Tuesday, December 06, 2011

LPPI – AIF Gelar Asian Finance Forum 2011

Krisis keuangan global yang terjadi saat ini sangat terkait erat dengan kondisi perekonomian Amerika yang memburuk. Krisis keuangan yang terjadi di Amerika Serikat telah berkembang menjadi masalah yang serius. Goncangan yang terjadi pada negara adikuasa tersebut dipastikan telah memberikan dampak terhadap perekonomian dunia. Gejolak perekonomian yang terjadi di Amerika Serikat telah mempengaruhi stabilitas ekonomi global di beberapa kawasan. Keterbukaan ekonomi antar negara, memungkinkan terjadinya resesi di suatu negara untuk mengarah dan mempengaruhi negara lainnya.

Eropa yang notabene kawasan dengan kondisi perekonomian yang cukup stabilpun tak pelak menerima dampak dari krisis perekonomian yang melanda Amerika. Begitu juga dengan kawasan Asia yang perlahan-lahan mulai dihantui oleh krisis global sepanjang tahun 2011 ini. Namun Asia masih berdiri dan tetap kuat dalam menghadapi ancaman badai krisis global yang menghantui perekonomian dunia.

Banyak hal yang signifikan telah terjadi di Asia, termasuk KTT ASEAN ke-19 di Bali baru-baru ini. Dunia telah melihat Asia sebagai sebuah kawasan yang terbukti cukup tangguh dalam menghadapi krisis global dan peran negara-negara Asia menjadi lebih penting dari sebelumnya.
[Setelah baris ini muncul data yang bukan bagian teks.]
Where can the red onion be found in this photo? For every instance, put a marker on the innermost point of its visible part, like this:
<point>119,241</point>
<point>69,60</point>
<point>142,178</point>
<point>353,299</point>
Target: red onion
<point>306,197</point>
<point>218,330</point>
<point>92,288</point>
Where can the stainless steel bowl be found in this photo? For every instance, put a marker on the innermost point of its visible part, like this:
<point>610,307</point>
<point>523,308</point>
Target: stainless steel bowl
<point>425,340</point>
Ini dibuktikan dengan kedatangan Presiden Amerika Serikat Barack Obama yang hadir sebagai tamu kehormatan pada KTT para pemimpin ASEAN tersebut.
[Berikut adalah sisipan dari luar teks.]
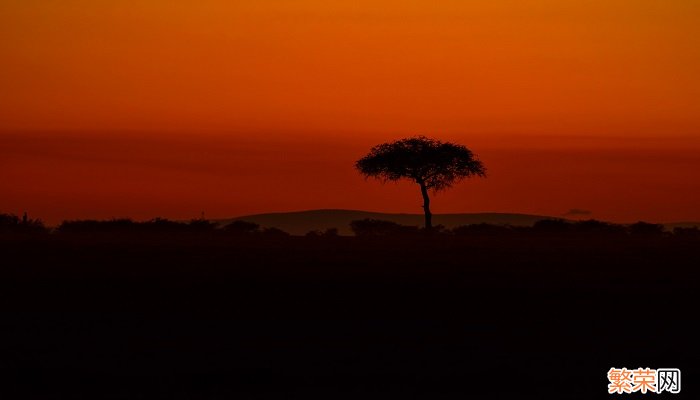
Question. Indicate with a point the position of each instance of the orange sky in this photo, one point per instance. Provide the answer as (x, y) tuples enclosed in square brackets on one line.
[(124, 108)]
KTT tersebut lebih jauh menyatakan bahwa Komunitas Ekonomi ASEAN akan menjadi tujuan integrasi ekonomi regional pada tahun 2020. Komunitas Ekonomi ASEAN atau ASEAN Economic Community (AEC) akan membentuk negara-negara di kawasan ASEAN sebagai pasar tunggal dan basis produksi. Sehingga, negara-negara di kawasan ASEAN dapat lebih dinamis dan kompetitif dengan mekanisme yang baru untuk mengukur dan memperkuat inisiatif mempercepat integrasi ekonomi regional.
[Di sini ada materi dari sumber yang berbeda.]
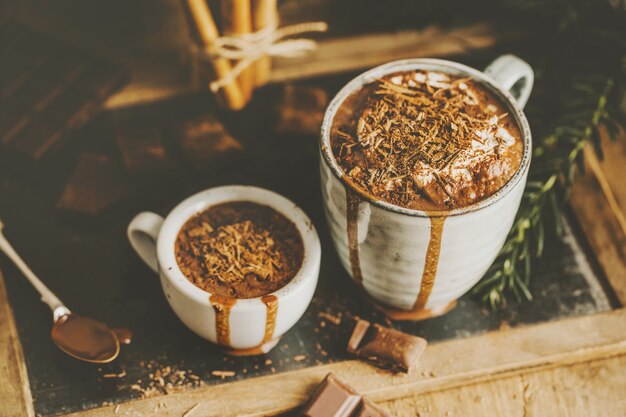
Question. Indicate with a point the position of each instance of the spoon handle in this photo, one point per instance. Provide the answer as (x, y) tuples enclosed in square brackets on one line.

“Sekarang ini industri keuangan global telah menunjukkan tahun transisi dimana ekonomi global mencapai titik perubahan menuju perbaikan. Sekarang ini sangat penting untuk lembaga keuangan memperbaiki efisiensi dan menjadi kokoh dalam memahami kesempatan yang timbul”, papar Direktur Utama LPPI Subarjo Joyosumarto saat memberikan kata sambutan di Asian Finance Forum 2011 dengan tema Asia’s Growth and Innovation In The New Financial Order, Kamis (24/11) lalu.

Acara yang diselenggarakan hasil kerjasama antara Lembaga Pengembangan Perbankan Indonesia (LPPI) dan Asian Institute of Finance (AIF) Malaysia selama 2 hari ini mengambil tempat di Laguna Resort & Spa, Nusa Dua – Bali dan dihadiri oleh para pejabat bank dan lembaga keuangan dari beberapa negara di kawasan ASEAN, seperti: Singapura, Filipina, Brunei Darussalam dan Bhutan.

Turut hadir dalam pembukaan forum tersebut Deputi Gubernur Bank Indonesia Halim Alamsyah dan Senior Director of the Asian Institute of Finance Malaysia Dr. Amat Taap Manshor yang memberikan kata sambutan secara bergantian.

Memasuki sesi diskusi, pembicara pertama Rajiv Biwas seorang Kepala Ekonom IHS Global Insight Asia mengatakan kepada para peserta bahwa ekonomi ASEAN memiliki tugas yang sangat penting sekali untuk menyediakan cadangan pembiayaan perdagangan lintas perbatasan disaat Bank Eropa mulai memangkas jalur perdagangan.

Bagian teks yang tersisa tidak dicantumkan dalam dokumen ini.